While the “more, bigger, faster” philosophy may be exciting for investors, it’s hard to believe that many developers would be quite as eager to see it realized. Game development is a field already full of stories of crunch, burnout, and careers cut short. The idea that already overworked developers would jump at the chance to spend their days cleaning up mountains of AI-generated slop instead of continuing to craft games themselves is far-fetched to say the least.

There’s a good reason that artists have become increasingly outspoken against generative AI as its gained more popularity with game studio execs — because it’s taking away jobs. Voice actors rallied against Microsoft’s announced plans to use AI-generated NPCs last year, and every instance of generative AI actually making it into games, from High on Life to The Finals, is met with condemnation.
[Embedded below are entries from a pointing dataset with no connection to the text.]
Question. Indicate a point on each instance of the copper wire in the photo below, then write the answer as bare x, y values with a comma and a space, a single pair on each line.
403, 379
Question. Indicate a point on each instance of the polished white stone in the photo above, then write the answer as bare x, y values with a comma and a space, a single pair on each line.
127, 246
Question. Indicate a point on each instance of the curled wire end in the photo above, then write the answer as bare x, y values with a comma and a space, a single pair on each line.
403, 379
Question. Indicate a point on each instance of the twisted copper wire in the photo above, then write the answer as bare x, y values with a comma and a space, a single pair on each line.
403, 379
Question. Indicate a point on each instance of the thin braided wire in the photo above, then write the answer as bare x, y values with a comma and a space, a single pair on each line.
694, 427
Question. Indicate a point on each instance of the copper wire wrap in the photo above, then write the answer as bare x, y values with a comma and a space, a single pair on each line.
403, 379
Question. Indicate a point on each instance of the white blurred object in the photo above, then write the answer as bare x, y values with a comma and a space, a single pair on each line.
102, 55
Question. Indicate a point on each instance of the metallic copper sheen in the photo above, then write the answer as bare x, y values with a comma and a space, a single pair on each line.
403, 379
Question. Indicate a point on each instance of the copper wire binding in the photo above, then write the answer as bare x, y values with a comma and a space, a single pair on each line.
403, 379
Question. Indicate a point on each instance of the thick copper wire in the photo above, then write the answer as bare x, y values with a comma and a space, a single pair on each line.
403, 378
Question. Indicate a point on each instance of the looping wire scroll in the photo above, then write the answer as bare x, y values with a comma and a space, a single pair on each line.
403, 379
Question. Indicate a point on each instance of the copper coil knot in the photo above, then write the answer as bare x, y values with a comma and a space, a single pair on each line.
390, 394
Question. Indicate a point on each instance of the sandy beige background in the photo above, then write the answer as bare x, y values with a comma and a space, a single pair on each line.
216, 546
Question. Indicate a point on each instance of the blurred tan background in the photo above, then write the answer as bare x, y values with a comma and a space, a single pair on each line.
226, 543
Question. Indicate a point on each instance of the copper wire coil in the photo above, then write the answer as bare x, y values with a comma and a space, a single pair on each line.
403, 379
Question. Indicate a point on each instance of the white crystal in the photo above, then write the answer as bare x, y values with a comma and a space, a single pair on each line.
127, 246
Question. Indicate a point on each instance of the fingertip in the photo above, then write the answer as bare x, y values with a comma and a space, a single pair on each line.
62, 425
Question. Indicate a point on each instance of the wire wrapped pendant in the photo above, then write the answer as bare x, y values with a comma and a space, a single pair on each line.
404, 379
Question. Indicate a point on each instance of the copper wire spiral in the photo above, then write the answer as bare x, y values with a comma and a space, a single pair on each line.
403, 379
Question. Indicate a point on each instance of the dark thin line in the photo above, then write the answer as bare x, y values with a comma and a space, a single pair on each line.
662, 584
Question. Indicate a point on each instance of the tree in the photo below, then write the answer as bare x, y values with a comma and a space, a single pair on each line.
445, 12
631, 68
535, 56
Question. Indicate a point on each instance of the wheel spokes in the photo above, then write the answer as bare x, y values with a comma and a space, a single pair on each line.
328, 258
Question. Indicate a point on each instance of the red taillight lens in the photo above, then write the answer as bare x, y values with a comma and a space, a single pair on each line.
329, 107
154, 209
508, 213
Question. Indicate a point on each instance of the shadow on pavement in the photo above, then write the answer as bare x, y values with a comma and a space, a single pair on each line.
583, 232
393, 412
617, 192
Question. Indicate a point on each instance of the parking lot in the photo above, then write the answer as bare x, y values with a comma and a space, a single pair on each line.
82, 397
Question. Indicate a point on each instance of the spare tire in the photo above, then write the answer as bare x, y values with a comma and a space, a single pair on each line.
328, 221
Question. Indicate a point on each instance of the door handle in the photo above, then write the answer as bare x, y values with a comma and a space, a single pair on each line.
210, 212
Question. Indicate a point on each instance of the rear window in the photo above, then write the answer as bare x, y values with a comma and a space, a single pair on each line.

It can be easy to believe that AI is taking away jobs by doing the same work that artists and programmers could have done themselves, which isn’t really the case. Look at even the most impressive examples of generative AI in games and you’ll see it’s nowhere near ready to replace the work of actual humans. The problem is that generative AI doesn’t actually have to produce work as good as humans make, it just has to be good enough to convince publishers’ CEOs that people will buy it anyway.

Generative AI has already found its way into games like The Finals, stoking controversy.

Embark Studios

Another issue with generative AI is that it works not by creating, but by copying. A generative AI system has to be fed with enormous amounts of data — in the form of artwork taken from its creators without permission in many cases — in order to turn it into something new. There are multiple ongoing lawsuits against the AI companies fueling the technology. Wilson seems to have an answer for that, and it’s just as off-putting as the idea of AI taking people’s jobs.

“We do have 40 years of data,” Wilson said during EA’s financial call. “And so as I think about efficiency over one to three years, expansion over three to five years, transformation on a five-year time horizon, it’s actually very plausible that with 40 years of owned data that we have to feed into these models, we actually might be able to accelerate that time frame.”

The insinuation here is that EA could simply feed a generative AI model with information from its own 40-year history of making games. That means 40 years’ worth of work by EA employees could be used to create a generative AI monster, all without the people who made that work being consulted or even aware that it was happening. EA may have the right to do that as the owner of that work, but it makes it clear that all the company’s talk about this being the will of its developers is just for show.

For EA and other publishers, the dream isn’t that AI will make games better. It’s that AI will allow them to pay people a far lower wage to make AI’s droppings presentable than it would have to pay them to create a game themselves. As much as that may be good for shareholders wholly unconcerned with either workers or games, it’s hard to imagine that being an exciting prospect for people whose careers could be on the line.